Drug Discovery -- In Entirely New Places? "Merck, Do Take Heed."


Well, it is truly a brave new world. How so?

I see this morning that the Stanford University Medical Research iPhone App garnered 10,000 patient volunteers in its first two nights of availability in the App Store (to conduct large cardiovascular studies).

In the old world, to get 10,000 patients enrolled in a CV study, one would expect that it would take over a year -- and well north of $2 million, in expenses -- just to get a CRO to find that many, and sign them to required informed consent forms. . . before even beginning a study. So, even if we may quibble about how perfect a match these 10,000 iPhone users will be -- compared to the overall populations involved -- that it was accomplished essentially for free -- and in 48 hours -- is positively mind-bending.

As if that weren't enough, I just read that my favorite lil' genome-mapping-by-spit company, 23andMe (the Google non-affiliated-affiliate!) has just signed a Genentech executive to begin. . . drug discovery efforts, using the vast database of genomic information the company now holds. I'll note that he must have gotten a release under his non-compete from Genentech, because 23andMe already has agreed to collaborate with Roche (the parent), through Genentech -- using the 23andMe database for. . . you guessed it -- drug discovery. In fact, this same executive apparently spear-headed that deal. Small world.

This is entirely fascinating -- from Bloomberg -- more later this afternoon:

. . . .23andMe Inc., the Google Inc.-backed genetic-testing startup that popularized a $99 DNA spit test, will expand from screening people for diseases to inventing new medicine to cure them.
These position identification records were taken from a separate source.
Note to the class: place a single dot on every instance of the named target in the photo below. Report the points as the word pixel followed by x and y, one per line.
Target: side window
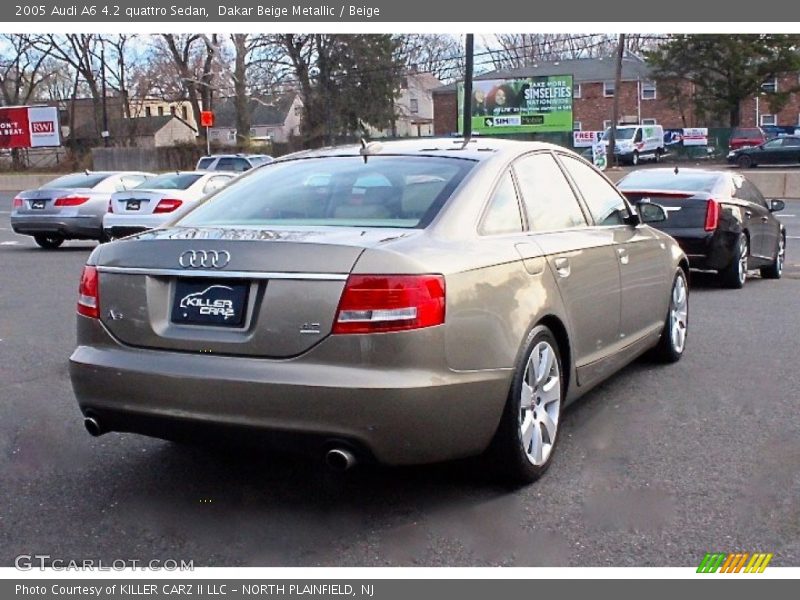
pixel 550 203
pixel 214 183
pixel 502 215
pixel 604 201
pixel 751 193
pixel 230 163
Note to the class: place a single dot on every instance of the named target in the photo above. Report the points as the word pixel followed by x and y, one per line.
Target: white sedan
pixel 153 203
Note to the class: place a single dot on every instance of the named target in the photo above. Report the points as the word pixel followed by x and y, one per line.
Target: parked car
pixel 70 207
pixel 778 151
pixel 232 162
pixel 720 219
pixel 154 202
pixel 634 143
pixel 407 302
pixel 746 137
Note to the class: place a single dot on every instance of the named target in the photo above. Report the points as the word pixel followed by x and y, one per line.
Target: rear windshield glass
pixel 622 134
pixel 77 180
pixel 748 134
pixel 386 191
pixel 170 181
pixel 685 181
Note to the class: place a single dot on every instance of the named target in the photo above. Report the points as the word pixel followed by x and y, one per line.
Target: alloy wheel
pixel 540 403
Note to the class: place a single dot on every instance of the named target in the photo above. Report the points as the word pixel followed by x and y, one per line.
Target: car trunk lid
pixel 246 292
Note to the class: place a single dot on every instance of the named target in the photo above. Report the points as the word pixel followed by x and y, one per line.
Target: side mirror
pixel 776 205
pixel 651 213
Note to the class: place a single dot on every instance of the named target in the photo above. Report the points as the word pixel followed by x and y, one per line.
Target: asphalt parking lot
pixel 656 467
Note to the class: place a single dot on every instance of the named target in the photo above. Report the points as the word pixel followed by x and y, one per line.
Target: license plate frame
pixel 210 302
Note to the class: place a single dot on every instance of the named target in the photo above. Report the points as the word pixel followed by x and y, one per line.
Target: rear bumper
pixel 123 225
pixel 77 227
pixel 706 250
pixel 402 414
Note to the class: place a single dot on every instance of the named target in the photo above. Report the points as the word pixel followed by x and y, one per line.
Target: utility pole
pixel 612 137
pixel 467 116
pixel 105 133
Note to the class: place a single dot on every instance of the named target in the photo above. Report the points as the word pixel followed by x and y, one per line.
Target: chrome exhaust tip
pixel 93 427
pixel 340 459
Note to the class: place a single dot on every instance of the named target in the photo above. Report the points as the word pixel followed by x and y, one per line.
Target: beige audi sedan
pixel 406 303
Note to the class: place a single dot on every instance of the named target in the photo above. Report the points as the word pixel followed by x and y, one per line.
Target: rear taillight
pixel 712 215
pixel 89 293
pixel 71 200
pixel 381 303
pixel 167 205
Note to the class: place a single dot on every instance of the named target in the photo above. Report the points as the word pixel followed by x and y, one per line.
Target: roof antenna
pixel 467 116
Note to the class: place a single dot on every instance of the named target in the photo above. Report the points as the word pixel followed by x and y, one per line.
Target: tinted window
pixel 232 164
pixel 747 191
pixel 214 183
pixel 603 200
pixel 387 191
pixel 548 198
pixel 683 181
pixel 171 181
pixel 78 180
pixel 502 214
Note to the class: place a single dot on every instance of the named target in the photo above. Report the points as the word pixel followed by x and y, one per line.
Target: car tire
pixel 775 270
pixel 672 342
pixel 524 443
pixel 48 241
pixel 735 275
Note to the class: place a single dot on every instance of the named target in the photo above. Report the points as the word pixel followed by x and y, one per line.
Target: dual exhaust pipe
pixel 337 459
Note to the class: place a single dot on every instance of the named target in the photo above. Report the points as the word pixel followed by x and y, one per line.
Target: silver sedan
pixel 70 207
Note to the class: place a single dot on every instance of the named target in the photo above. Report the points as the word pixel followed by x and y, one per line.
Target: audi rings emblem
pixel 204 259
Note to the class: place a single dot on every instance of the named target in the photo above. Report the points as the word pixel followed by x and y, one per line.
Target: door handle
pixel 563 267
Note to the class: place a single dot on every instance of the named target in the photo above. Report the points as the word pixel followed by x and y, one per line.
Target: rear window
pixel 683 181
pixel 78 180
pixel 171 181
pixel 748 134
pixel 387 191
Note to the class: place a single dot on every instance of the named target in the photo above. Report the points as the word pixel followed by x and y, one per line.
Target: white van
pixel 637 142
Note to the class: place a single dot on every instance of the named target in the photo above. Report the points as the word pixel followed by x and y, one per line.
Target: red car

The Silicon Valley company has recruited a top biotechnology executive to help. Richard Scheller spent almost 15 years at Genentech, heading research and early development at the company that invented pioneering cancer drugs Herceptin and Avastin. He’ll lead 23andMe’s new therapeutics group.

It’s the latest evolution for 23andMe, which went from a seller of novelty ancestry kits to one of the world’s biggest repositories of genetic data, doing business with major pharmaceutical companies like Pfizer Inc. and Genentech. . . .


We will of course keep the readership posted. Much more shortly above now, but this is. . . a potential game changer.